2020 was the year that the music world ground to a halt. Tour plans – scuttled. Live venues – shuttered. Album plans – scrapped. And yet, bizarrely, 2020 was also the year that Brooklyn’s Geese finally took flight. An album that was intended to be, according to guitarist Gus Green, the “last piece of music we made before split [up] and went to college” instead wound up falling into the hands of indie powerhouse Partisan Records. The label that IDLES, Fontaines D.C. and Chubby and the Gang call home quietly signed the band on the strength of the unreleased album in the summer of 2020. Quite the vote of confidence for a band fresh out of high school, one that had played just a handful of gigs.
But the truth is, despite outward appearances, Geese are no overnight success. The band traces its beginnings back to 2016, when Cameron Winter (vocals, keyboard), Max Bassin (drums), and Green met Dominic DiGesu (bass) and Foster Hudson (guitar) during freshman year of high school. Though according to Hudson – joining the entire band for their interview in Bassin’s basement – the chemistry wasn’t exactly instantaneous.
“They thought they might need a second guitarist and invited me over to practice. I thought it went well, but a couple of weeks went by and I never heard from them!” He tilts his head back in the direction of the others, who are all clearly amused and chuckling amongst themselves. “They ghosted me! But I sort of wouldn’t leave them alone, and Cameron finally wrote a song that required two guitar parts. When they realized they needed another guitarist to play it live – well, I think that was when they let me in.”
Early on, the band bonded over sprawling psychedelic rock from 70s bands like Yes and Pink Floyd, and the band’s first unreleased EP revels in these shared influences. However, the primary benefit of this early attempt at recording seems to have been learning the do’s and don’ts of DIY. Recorded entirely in Bassin’s basement over the course of a year, the EP essentially gave Geese a crash course in audio engineering. Winter admits the band “tended to freak out” in the early stages. “We actually got a sign that says ‘If something’s not working, it’s either not plugged in, not turned on, or it’s the sample rate.’ That sign hasn’t failed us yet.”

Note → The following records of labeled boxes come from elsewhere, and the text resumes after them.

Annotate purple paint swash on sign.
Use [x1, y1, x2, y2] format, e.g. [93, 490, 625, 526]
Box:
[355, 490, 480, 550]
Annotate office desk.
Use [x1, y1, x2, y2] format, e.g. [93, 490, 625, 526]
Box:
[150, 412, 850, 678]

In addition to getting them comfortable with tracking on their own, the experience of self-recording also convinced them of the necessity of recording as much as they could live instead of recording individual parts and piecing them all together after the fact. The band only had one day per week to learn, practice and record. To finish a full-length album prior to their high school graduation, the band no longer had the luxury of taking their time and obsessing over minutia. As Green puts it: “it was the difference between going through effects and changing the sound of a single sample for a week versus throwing a mic in a shoe, putting in front of an amp, doing one take, and moving on.”The band’s newly unfussed approach to recording also proved to be perfectly suited to their evolving sound, which now flaunted a raw power and driving rhythm that reflected their growing affinity for post-punk.

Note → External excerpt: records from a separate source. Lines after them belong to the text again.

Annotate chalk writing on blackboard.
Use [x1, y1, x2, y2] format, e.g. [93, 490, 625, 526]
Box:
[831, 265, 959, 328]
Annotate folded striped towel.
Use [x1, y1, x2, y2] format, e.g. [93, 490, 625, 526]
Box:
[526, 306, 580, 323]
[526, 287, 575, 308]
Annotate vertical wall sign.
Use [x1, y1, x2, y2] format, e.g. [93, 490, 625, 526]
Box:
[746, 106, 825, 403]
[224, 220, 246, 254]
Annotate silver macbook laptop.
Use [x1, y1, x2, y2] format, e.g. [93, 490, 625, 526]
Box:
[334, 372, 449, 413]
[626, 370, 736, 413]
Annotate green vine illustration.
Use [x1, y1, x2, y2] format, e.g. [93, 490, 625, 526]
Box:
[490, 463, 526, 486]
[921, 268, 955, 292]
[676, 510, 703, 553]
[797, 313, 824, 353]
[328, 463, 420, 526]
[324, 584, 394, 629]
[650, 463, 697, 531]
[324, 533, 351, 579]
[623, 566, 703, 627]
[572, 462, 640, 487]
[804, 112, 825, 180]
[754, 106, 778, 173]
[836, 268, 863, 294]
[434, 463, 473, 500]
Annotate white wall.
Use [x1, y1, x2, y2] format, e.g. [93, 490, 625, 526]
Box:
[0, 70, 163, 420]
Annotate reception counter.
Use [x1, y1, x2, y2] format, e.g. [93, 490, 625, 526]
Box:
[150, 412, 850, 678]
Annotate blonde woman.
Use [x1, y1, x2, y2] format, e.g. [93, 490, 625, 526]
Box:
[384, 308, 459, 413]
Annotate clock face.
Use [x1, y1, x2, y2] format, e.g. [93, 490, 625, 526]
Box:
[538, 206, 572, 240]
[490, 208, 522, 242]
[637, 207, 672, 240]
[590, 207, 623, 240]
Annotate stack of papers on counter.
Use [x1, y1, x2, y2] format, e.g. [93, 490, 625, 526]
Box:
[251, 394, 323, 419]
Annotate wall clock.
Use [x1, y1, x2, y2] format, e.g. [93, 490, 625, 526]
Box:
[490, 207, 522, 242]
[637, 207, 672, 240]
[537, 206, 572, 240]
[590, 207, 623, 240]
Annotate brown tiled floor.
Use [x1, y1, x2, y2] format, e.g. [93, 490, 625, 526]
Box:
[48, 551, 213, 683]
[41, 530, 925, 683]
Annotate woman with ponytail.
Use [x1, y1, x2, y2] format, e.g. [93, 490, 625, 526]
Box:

It’s no accident that ‘Disco’ is the very first Geese track the world will hear, though it certainly makes for an unconventional introduction. The song takes absolutely zero musical inspiration from the Studio 54-era, but stretching to nearly seven-minutes, it does share a certain spirit of excess, melding the band’s psychedelic and post-punk influences and simultaneously giving them a sleek, glamorous makeover.
Geese are quite clearly fans of Deerhunter circa the kraut-gaze era of ‘Microcastle’. But the band’s approach is less meandering and ramshackle than that touchpoint would suggest, with Winter’s gruff, commanding vocals the undeniable focal point. “I’m glad this is the first song that is coming out because it’s a pretty good representation of the album,” says Winter. “It’s also the very first song we recorded live.”
Aside from an astonishingly well-attended and impressive virtual show toward the end of last year and a brief two-song set at the recent online Great Escape festival, the band has kept a low profile since their signing. But Geese insist, without delving into specifics, that all that will be changing in the coming months. Each of the band members has put college plans on ice for now with the exception of Hudson, who jokes he’ll be the one reading Kierkegaard at the back of the tour bus. Of course, considering what they’ve already managed to accomplish as full-time students during a global pandemic, it’s safe to say it’ll take far more than a little existential angst to hold them back in 2022.